For students, picking up a vape pen is easier to do now than it is to learn the long-term effects of continued usage. After all, a sleek and stylish Juul is the newest fad, with younger addicts scoffing at tobacco users for the cigarette stench. And that’s a race against time that the university must come out on top of. Close to 1,300 lung injury cases and 26 vaping-related deaths have occurred so far in the United States, according to the Centers for Disease Control and Prevention.
And these numbers are just the beginning if research isn’t conducted and published soon. Impressionable youth will continue to follow the bad habits of their friends for something as minor as fitting in. Such is the case with 4.9 million youths consuming some form of tobacco in 2018 – e-cigarettes being the most popular – according to a CDC Vital Signs report.
A good chunk of those 4.9 million youths will have started college in this academic year or will do so next year. And the best chance to put an end to those habits is at the very start. Because, in the moment, it’s all about looking cool or fitting in to please the person who won’t even remember your name in a month. But years down the line when the lung disease just keeps persisting, trading in that one night of fitting in for a perpetuity of nights coughing up a storm or using an inhaler just doesn’t seem to be worth it at all.

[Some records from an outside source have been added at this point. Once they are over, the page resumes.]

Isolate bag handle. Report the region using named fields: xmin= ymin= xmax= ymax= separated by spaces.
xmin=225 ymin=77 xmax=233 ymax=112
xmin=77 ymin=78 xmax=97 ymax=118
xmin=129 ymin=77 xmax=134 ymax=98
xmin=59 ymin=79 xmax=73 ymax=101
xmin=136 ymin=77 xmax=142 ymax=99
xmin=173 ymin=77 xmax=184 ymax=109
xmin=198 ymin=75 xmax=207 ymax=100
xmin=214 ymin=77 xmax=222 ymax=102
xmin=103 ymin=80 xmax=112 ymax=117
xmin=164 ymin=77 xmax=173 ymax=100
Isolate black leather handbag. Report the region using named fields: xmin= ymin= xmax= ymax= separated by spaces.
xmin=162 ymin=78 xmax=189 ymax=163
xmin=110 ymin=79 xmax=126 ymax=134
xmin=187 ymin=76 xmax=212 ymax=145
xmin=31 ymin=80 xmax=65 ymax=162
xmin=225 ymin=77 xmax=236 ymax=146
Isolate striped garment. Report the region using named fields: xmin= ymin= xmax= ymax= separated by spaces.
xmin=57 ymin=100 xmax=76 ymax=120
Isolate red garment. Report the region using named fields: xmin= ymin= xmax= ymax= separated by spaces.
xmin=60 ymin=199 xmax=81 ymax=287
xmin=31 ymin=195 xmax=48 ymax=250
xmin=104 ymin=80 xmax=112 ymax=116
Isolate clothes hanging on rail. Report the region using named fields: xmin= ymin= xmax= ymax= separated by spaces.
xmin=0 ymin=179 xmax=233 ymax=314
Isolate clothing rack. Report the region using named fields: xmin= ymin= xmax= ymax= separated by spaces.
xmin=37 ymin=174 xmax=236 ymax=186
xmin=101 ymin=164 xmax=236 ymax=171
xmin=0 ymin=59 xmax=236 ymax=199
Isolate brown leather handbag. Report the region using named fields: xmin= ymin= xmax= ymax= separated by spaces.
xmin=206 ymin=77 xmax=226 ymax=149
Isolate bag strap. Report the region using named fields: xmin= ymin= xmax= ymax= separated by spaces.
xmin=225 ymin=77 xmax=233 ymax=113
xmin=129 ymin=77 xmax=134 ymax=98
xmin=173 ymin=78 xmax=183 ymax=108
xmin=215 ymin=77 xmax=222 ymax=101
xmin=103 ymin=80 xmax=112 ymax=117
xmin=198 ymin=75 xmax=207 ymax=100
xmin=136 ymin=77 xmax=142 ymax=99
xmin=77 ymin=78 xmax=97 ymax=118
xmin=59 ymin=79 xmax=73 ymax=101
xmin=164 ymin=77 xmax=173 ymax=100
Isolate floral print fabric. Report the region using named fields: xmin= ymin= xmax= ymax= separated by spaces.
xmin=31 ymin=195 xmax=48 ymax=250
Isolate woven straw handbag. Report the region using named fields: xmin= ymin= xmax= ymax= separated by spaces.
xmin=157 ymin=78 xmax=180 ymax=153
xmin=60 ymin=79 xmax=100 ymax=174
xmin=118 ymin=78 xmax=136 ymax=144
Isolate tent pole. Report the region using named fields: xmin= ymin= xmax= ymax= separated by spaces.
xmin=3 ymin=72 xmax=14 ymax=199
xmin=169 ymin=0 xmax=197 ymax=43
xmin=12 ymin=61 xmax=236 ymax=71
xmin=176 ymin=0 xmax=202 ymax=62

Massive public relations campaigns have been undertaken to repel young adults from vaping, to no avail. Despite health warnings posted on billboards, flavored pods being removed from shelves and even the minimum age of purchase boosted to 21, the damage has been done. Retroactively, mitigating addiction is much more difficult than preventing it from ever happening, and UCLA can be part of the solution to educate the public on vaping health risks.
With action from the CDC, U.S. Food & Drug Administration and other larger bodies of research, UCLA’s impact might seem like a drop in the pod. But UCLA has been at the forefront of medical dilemmas since its inception. And although it shouldn’t be a mystery as to why inhaling fruity chemicals causes severe lung damage, it’s a pressing issue that all available means – including UCLA’s broadband of resources – should go toward.
After all, these are UCLA’s past, present and future students who are at risk or have already fallen prey to predatory marketing and delicious chemicals. If UCLA has the capacity to address a national health epidemic, then it’s a responsibility undoubtedly worth taking.
Because when the smoke clears, students shouldn’t be left to see how UCLA has failed them.